In the March 21, 2012 decision of Sackett v. Environmental Protection Agency (Docket No. 10-1062), the Supreme Court unanimously ruled that a landowner may bring a civil action against the EPA to challenge a compliance order, even if the EPA has not yet brought an action to enforce that order. In Sackett, an Idaho couple had begun clearing and filling a plot of land. The EPA issued a compliance order against the Sacketts, claiming that their plot was a protected wetland, and that filling the plot would be illegal under the Clean Water Act (“CWA”). The order required the Sacketts to remove the fill and restore the land, or else face civil penalties. After failing to obtain an hearing from the EPA, the Sacketts filed suit under the Administrative Procedure Act to contest the Clean Water Act jurisdiction over their property. The District Court and The Ninth Circuit both ruled that the Sacketts could not challenge the order, because the EPA had not yet filed a lawsuit to enforce the order and impose penalties.
The Supreme Court disagreed, and in a unanimous decision, declared that since compliance orders constitute “final agency action” for the purposes of the Administrative Procedure Act, such orders may be challenged under that Act, as plaintiffs had no other adequate remedy at law. Furthermore, the Supreme Court strongly rejected EPA’s interpretation that the CWA precluded such pre-enforcement review, finding “no reason to think that the CWA was uniquely designed to enable the strong-arming of regulated parties into ‘voluntary compliance’ without the opportunity for judicial review.”

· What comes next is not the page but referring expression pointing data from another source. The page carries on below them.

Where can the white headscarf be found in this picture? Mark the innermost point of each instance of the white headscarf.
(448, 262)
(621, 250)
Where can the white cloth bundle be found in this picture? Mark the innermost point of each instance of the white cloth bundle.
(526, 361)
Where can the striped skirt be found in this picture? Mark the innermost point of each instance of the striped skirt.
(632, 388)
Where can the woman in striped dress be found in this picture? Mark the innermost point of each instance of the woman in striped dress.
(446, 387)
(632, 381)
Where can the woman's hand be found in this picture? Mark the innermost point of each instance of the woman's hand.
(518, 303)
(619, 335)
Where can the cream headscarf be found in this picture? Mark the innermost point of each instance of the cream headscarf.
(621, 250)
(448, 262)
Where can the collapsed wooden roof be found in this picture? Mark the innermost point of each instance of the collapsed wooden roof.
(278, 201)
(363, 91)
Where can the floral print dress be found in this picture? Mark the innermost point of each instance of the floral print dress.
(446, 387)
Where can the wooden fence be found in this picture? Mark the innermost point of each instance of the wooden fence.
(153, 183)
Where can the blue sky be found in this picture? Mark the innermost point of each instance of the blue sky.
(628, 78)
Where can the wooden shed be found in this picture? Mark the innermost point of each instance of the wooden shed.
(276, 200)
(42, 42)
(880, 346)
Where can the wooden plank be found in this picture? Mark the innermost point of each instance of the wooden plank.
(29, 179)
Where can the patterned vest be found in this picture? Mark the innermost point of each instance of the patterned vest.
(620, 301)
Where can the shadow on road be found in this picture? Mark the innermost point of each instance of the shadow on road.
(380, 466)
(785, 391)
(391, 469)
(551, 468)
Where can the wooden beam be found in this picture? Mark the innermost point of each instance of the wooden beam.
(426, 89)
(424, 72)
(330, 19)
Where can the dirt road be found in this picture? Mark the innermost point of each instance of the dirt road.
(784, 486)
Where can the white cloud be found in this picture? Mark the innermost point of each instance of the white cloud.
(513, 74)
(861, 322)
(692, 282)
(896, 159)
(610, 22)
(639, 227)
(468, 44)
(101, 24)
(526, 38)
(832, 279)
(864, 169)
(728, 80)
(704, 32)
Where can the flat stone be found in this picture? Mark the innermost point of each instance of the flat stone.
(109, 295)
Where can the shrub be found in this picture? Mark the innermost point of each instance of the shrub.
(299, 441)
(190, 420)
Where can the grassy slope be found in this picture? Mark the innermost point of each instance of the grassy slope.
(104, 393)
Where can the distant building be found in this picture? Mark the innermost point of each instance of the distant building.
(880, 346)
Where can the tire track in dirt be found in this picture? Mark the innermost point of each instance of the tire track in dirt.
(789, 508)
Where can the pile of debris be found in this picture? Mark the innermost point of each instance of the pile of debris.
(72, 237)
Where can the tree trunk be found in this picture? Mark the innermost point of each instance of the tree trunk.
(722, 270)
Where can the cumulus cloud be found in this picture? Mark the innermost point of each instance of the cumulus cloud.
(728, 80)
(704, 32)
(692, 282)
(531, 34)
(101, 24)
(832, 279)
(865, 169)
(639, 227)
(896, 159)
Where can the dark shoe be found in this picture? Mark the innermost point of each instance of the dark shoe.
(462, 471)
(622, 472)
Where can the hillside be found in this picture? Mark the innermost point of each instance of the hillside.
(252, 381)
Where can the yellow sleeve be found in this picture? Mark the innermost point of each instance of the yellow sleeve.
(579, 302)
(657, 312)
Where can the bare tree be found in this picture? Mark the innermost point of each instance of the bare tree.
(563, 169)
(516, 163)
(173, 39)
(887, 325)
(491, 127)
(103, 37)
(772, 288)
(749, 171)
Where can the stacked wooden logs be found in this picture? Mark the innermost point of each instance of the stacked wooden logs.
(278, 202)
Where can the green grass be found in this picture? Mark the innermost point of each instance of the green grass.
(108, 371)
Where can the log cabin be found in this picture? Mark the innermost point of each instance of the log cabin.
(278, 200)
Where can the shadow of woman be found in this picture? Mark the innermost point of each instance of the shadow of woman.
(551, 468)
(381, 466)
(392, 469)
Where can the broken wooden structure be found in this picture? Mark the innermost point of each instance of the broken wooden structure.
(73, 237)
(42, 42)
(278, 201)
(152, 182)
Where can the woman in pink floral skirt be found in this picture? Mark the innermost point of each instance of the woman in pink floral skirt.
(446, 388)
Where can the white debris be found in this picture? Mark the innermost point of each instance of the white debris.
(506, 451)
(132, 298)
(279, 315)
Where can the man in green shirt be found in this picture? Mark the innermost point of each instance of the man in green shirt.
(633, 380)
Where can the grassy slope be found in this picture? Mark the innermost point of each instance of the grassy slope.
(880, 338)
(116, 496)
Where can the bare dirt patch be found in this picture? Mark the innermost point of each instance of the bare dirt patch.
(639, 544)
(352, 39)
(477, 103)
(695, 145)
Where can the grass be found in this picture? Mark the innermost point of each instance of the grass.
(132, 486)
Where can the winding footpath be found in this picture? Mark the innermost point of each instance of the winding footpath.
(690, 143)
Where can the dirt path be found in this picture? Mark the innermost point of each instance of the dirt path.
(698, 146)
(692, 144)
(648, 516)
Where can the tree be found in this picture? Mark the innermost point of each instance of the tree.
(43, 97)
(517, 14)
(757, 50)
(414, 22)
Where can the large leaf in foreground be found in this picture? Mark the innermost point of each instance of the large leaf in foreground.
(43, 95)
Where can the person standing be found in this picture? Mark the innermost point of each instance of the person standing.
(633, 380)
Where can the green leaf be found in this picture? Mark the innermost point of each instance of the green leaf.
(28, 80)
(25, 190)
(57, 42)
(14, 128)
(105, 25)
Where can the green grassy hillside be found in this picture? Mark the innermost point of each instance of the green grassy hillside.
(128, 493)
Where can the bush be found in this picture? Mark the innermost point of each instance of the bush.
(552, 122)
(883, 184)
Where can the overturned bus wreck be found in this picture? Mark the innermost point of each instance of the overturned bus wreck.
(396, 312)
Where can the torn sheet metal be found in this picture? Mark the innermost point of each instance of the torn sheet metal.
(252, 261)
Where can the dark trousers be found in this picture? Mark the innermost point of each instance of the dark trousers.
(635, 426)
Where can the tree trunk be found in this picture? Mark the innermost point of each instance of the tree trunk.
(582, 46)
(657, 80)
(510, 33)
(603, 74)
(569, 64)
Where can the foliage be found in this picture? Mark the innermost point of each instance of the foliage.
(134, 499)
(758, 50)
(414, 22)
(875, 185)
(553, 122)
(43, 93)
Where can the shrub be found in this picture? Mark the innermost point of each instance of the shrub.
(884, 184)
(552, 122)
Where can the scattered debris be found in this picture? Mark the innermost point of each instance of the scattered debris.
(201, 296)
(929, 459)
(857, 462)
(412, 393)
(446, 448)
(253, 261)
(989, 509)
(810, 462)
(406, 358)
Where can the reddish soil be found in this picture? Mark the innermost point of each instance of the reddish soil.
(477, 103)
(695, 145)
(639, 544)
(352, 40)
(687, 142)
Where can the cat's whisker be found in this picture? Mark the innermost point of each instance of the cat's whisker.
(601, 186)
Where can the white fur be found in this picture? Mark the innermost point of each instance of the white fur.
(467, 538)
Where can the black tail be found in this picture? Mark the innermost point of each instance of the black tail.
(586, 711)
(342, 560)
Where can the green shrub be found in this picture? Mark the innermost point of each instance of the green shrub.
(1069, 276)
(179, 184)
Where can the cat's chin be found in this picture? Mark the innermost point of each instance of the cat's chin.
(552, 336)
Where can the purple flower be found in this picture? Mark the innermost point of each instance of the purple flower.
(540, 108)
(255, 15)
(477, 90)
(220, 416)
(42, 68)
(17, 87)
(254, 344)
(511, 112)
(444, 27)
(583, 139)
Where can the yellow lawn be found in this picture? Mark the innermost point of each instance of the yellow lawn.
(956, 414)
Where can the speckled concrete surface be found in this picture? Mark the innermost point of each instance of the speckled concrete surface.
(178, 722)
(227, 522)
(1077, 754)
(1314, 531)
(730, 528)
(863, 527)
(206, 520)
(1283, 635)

EPA issues similar enforcement orders under other statutes with the understanding that these orders are not subject to pre-enforcement judicial review. Indeed, the lack of pre-enforcement judicial review is one of the more significant arrows in EPA’s compliance quiver, especially given the threat of significant penalties for failing to comply with an order. The Supreme Court’s decision is limited to the Clean Water Act, and the rationale likely would not extend to CERCLA, since CERCLA expressly prohibits pre-enforcement review, and courts have rejected similar challenges to CERCLA orders. However, it does raise an interesting question regarding orders issued under RCRA.